What’s equally important is emotionally adapting to real life self defence situations.  If you have to defend yourself for the very first time, expect emotions to escalate, which are likely to cause an unprecedented adrenal dump, resulting in considerable decrease in gross motor skills.  It won’t matter how many techniques you know because these will be difficult to recall if you're not emotionally acclimatized.  Those who disagree should think of a time where they may have over-reacted in a silly traffic incident with another motorist; this is why normal people can end up in road rages because they become too emotional and don’t know what they're doing at the time.  

We can usually choose our own environments which minimises the chances of getting into trouble but there are those who have no choice through necessity in their work, like I have!  It got to the stage, if I got into a fight, my attitude was 'I might as well enjoy it since there was nothing I can do about it at the time, but do, whatever it took me, to do the job; that was my way of overcoming fear.

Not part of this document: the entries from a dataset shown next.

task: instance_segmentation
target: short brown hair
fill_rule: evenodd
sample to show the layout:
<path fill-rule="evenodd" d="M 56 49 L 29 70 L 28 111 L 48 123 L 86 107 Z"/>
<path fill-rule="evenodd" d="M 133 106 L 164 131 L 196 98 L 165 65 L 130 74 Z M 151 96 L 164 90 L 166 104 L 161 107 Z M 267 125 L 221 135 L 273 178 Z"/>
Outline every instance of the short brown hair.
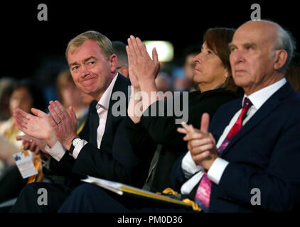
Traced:
<path fill-rule="evenodd" d="M 67 59 L 67 61 L 69 51 L 71 52 L 74 52 L 87 40 L 94 40 L 98 44 L 102 54 L 107 60 L 113 54 L 112 44 L 107 37 L 97 31 L 88 31 L 77 35 L 69 42 L 67 50 L 65 50 L 65 58 Z"/>
<path fill-rule="evenodd" d="M 235 30 L 233 28 L 210 28 L 203 35 L 203 43 L 206 42 L 207 46 L 215 52 L 221 60 L 224 67 L 228 70 L 229 74 L 223 87 L 232 91 L 236 91 L 237 86 L 235 85 L 232 77 L 229 60 L 230 50 L 228 44 L 231 43 L 235 31 Z"/>

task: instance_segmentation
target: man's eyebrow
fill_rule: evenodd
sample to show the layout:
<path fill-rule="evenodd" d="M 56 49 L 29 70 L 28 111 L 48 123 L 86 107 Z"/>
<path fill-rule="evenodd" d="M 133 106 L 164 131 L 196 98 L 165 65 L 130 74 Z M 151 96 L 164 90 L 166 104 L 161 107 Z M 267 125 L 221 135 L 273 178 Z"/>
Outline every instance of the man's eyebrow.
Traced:
<path fill-rule="evenodd" d="M 86 62 L 90 60 L 97 60 L 97 58 L 94 56 L 90 56 L 89 57 L 85 58 L 83 62 Z"/>
<path fill-rule="evenodd" d="M 70 67 L 72 65 L 78 65 L 78 63 L 77 62 L 74 62 L 70 63 L 69 64 L 69 67 Z"/>
<path fill-rule="evenodd" d="M 244 47 L 249 48 L 249 47 L 255 47 L 257 45 L 255 43 L 246 43 L 242 45 Z"/>
<path fill-rule="evenodd" d="M 234 46 L 235 45 L 232 43 L 232 42 L 228 43 L 228 48 L 230 49 L 232 46 Z"/>
<path fill-rule="evenodd" d="M 90 60 L 91 59 L 92 59 L 92 60 L 97 60 L 97 58 L 96 58 L 95 57 L 94 57 L 94 56 L 90 56 L 90 57 L 88 57 L 85 58 L 85 59 L 83 60 L 83 62 L 87 62 L 87 61 Z M 79 65 L 79 63 L 77 63 L 77 62 L 74 62 L 70 63 L 70 64 L 69 64 L 69 67 L 71 67 L 72 65 Z"/>

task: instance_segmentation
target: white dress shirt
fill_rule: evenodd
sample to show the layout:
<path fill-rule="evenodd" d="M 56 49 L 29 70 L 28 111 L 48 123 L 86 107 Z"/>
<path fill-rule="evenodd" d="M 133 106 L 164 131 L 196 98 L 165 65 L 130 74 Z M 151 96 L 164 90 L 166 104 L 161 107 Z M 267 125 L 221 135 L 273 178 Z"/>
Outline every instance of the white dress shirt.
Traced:
<path fill-rule="evenodd" d="M 117 73 L 109 86 L 103 93 L 100 100 L 99 100 L 96 105 L 97 113 L 99 115 L 99 126 L 97 129 L 97 143 L 98 149 L 100 148 L 101 141 L 105 131 L 105 124 L 107 118 L 109 100 L 112 96 L 112 89 L 114 88 L 114 83 L 116 82 L 118 75 L 119 73 Z M 81 140 L 81 141 L 76 145 L 76 146 L 74 148 L 73 153 L 73 156 L 75 159 L 77 158 L 79 153 L 80 153 L 81 149 L 82 149 L 83 146 L 85 145 L 88 142 L 85 140 Z M 47 145 L 45 148 L 45 150 L 49 153 L 50 155 L 51 155 L 54 159 L 59 162 L 65 155 L 65 150 L 67 149 L 63 146 L 60 142 L 57 141 L 51 148 Z"/>
<path fill-rule="evenodd" d="M 252 106 L 251 106 L 249 109 L 247 116 L 242 121 L 242 126 L 244 126 L 253 116 L 256 111 L 266 102 L 266 101 L 282 86 L 284 86 L 286 82 L 286 79 L 283 78 L 273 84 L 255 92 L 249 96 L 244 95 L 241 106 L 242 108 L 235 114 L 229 124 L 225 128 L 217 143 L 217 148 L 220 146 L 227 135 L 229 133 L 231 128 L 232 128 L 233 125 L 237 121 L 238 116 L 242 112 L 245 97 L 247 97 L 251 101 Z M 222 175 L 228 164 L 229 162 L 225 160 L 220 157 L 218 157 L 209 169 L 208 172 L 208 177 L 215 184 L 218 184 L 222 177 Z M 195 174 L 195 172 L 198 172 L 197 175 L 198 177 L 193 177 L 191 178 L 181 187 L 181 193 L 188 194 L 199 182 L 199 179 L 202 177 L 205 170 L 202 166 L 199 166 L 194 162 L 189 151 L 188 151 L 187 154 L 182 160 L 181 169 L 186 178 L 190 178 L 191 176 Z"/>

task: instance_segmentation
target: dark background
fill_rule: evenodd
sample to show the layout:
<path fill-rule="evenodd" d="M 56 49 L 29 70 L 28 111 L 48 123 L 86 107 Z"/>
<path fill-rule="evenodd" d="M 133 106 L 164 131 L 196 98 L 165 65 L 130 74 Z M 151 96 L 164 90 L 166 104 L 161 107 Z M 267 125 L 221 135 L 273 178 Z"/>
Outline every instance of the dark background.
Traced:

Emotional acclimatization does not come in pill form, however, there is a remedy.  Remember, how painful was that first shin kick to your leg?  After a few of them, it’s not too bad.  You learn to adapt to the pain with repetition.  I am not suggesting self harm so please don't try and get the better half of a baseball bat.  What students need to do is experience emotions under controlled conditions so acclimitization can go to work.  It's OK to be man-handled by your Instructor (for the right reasons) or take a few good hits, at least you won't freak out if it ever happens to you in a real situation. This is much needed in the reality based component of the martial arts but the student must want this type of training and understand the way it should be administered.

By the way, don't stress out all over this.  Just keep in mind something which may appear bad might actually be good for you.